China yesterday appointed hardliner Zheng Yanxiong (鄭雁雄) — a Chinese Communist Party official best known for tackling protests on the mainland — to head its new national security agency in Hong Kong.
Zheng is to lead the office set up by national security legislation that empowers Chinese security agents to operate in Hong Kong openly for the first time, unbound by the territory’s laws.
The office has investigation and prosecution powers, and is to monitor intelligence related to national security and process cases, in some circumstances handing them over to the mainland for trial.
Photo: AFP
Zheng rose through the ranks of the local government in Guangdong Province to serve as secretary-general of the provincial Chinese Communist Party committee.

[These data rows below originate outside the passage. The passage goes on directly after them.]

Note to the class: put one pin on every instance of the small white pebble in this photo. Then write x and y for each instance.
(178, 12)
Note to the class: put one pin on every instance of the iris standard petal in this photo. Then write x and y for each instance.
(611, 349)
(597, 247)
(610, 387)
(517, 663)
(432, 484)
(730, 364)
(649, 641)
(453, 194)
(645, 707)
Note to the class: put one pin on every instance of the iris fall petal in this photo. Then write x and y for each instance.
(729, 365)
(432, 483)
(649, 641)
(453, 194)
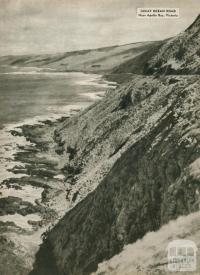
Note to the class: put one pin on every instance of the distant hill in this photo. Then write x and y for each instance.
(180, 55)
(95, 60)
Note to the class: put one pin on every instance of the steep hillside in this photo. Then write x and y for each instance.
(97, 60)
(155, 123)
(180, 55)
(177, 55)
(131, 162)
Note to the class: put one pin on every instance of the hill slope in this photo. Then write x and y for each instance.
(155, 180)
(137, 153)
(96, 60)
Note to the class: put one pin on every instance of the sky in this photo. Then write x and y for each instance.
(51, 26)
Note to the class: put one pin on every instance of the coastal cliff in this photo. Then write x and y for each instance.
(131, 162)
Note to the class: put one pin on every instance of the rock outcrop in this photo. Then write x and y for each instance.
(156, 179)
(136, 152)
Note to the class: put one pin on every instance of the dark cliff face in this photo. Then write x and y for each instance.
(151, 173)
(153, 182)
(177, 55)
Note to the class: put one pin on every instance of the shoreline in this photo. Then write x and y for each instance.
(32, 155)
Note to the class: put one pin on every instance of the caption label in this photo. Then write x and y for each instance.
(160, 13)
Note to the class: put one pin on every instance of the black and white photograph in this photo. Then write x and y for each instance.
(99, 137)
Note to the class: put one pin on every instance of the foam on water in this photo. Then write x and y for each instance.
(21, 221)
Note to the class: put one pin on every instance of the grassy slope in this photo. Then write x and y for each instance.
(96, 60)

The 56-year-old is known as a hardliner who stamped out often-violent anti-corruption protests that erupted in Wukan, a village in the province, in 2011 after a local protester died in police custody.
“He [Zheng] is a tough enforcer, a law-and-order person,” Willy Lam (林和立), an adjunct professor at the Chinese University of Hong Kong’s Centre for China Studies.
Beijing yesterday also named Hong Kong Liaison Office of the Central People’s Government Director Luo Huining (駱惠寧) as national security adviser to the territory’s new national security commission, chaired by Hong Kong Chief Executive Carrie Lam (林鄭月娥).
A loyalist of Chinese President Xi Jinping (習近平), Luo has built a reputation for enforcing party discipline and tackling corruption.